海棠文学 - 历史小说 - 穿成残疾大佬的冲喜新娘在线阅读 - 第2节

第2节

    她嫁给陆承策两年,这个男人无论在外面是怎么样,可面对她的时候永远都是温和的。

    可此时。

    他遥遥站在那处,神色淡漠,语气冰冷,甚至看到她这样的情形都没有过来,想起之前几个锦衣卫说得话,顾珍抿着唇压着喉间的血腥之气,然后拂开如意的搀扶朝人一步步走去。

    等走到人前,她才开口:“陆承策。”

    从小到大,她喊过他“陆家哥哥”,叫过他“无咎”,也曾在情浓蜜意时唤他“夫君”……却是生平头一次喊他的名字。
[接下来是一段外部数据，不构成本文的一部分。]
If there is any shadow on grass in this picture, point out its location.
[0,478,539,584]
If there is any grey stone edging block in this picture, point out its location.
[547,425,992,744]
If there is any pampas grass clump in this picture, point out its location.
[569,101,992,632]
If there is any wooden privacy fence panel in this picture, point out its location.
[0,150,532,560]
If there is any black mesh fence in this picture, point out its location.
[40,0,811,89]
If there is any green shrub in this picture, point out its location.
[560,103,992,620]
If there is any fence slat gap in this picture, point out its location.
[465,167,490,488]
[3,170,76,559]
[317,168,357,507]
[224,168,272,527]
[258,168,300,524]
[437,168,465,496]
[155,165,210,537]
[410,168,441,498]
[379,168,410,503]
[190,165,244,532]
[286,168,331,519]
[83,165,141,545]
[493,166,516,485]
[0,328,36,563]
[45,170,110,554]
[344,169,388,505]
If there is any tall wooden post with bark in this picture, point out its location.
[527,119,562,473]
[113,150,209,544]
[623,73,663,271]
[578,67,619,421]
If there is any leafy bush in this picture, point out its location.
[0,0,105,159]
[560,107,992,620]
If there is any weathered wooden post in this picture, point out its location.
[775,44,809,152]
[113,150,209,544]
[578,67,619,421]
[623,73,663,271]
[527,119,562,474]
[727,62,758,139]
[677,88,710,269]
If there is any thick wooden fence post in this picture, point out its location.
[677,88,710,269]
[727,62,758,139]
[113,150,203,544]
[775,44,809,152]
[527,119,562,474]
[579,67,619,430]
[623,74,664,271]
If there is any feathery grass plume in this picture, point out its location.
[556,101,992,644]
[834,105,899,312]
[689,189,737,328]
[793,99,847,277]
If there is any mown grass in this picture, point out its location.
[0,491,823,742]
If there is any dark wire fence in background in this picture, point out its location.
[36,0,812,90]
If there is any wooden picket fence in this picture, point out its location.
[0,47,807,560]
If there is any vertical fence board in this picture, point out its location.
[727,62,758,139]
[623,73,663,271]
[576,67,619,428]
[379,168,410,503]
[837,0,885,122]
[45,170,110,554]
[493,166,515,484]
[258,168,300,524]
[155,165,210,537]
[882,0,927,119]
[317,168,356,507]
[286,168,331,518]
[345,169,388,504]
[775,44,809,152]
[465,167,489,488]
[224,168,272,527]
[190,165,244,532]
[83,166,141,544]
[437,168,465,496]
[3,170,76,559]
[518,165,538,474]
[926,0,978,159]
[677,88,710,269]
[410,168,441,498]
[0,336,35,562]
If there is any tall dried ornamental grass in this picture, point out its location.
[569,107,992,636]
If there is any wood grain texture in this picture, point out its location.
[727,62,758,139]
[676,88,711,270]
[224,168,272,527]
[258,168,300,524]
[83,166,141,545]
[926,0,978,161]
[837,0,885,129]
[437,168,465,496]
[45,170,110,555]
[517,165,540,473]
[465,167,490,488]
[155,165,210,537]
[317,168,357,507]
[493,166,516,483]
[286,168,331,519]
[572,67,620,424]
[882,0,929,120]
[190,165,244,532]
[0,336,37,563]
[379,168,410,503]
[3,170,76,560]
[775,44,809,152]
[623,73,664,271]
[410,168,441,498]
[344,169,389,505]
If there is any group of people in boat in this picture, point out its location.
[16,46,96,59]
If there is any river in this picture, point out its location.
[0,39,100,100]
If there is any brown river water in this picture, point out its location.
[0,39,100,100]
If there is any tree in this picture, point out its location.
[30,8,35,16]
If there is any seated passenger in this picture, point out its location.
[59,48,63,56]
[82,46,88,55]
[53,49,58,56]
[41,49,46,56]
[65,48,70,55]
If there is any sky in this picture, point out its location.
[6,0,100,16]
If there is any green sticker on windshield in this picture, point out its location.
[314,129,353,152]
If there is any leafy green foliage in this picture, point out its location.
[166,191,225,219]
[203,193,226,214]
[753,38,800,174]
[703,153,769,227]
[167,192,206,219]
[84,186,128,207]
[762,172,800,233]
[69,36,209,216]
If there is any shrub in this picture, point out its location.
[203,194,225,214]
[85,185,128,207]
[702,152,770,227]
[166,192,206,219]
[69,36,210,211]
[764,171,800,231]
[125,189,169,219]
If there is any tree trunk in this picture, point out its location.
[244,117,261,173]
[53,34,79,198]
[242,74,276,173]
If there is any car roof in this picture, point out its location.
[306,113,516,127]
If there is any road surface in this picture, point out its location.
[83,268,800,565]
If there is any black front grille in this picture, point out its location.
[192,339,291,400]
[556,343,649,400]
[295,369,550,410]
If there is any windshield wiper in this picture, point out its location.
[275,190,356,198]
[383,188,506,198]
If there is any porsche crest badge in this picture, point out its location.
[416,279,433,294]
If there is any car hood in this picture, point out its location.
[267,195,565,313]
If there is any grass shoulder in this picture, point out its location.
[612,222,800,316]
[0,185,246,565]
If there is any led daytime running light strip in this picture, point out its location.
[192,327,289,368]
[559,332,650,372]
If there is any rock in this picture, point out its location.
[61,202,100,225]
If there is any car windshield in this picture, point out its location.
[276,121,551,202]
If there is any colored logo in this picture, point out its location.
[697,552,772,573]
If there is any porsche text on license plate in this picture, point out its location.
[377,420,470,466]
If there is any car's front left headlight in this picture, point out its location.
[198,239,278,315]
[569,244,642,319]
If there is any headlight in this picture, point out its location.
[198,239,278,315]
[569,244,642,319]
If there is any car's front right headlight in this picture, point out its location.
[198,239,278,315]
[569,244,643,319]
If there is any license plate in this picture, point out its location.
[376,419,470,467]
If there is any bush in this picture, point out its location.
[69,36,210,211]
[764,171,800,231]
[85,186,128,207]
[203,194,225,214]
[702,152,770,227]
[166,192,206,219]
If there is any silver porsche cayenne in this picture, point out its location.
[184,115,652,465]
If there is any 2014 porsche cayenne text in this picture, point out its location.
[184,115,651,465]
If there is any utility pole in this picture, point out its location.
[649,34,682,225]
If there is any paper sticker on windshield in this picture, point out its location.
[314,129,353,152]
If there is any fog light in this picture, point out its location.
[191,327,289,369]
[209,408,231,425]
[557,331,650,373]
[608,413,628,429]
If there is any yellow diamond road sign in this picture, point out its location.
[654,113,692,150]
    有风扬起她的裙摆,露出那双绣着比翼鸟的绣鞋,顾珍就这么看着他,目光复杂,问道:“我问你,是不是你向皇伯父检举父王谋逆?”

    陆承策低头看着她,神色复杂,承认:“……是。”

    心在这一刹那被揪了起来。

    顾珍有一瞬间踹不过气,她死死掐着手心,以此来稳住自己的身形,然后她仰头看着眼前的男人,哑声问道:“陆承策,你同我一道长大,我父王是什么样的人,别人不知,难道你还不知道?”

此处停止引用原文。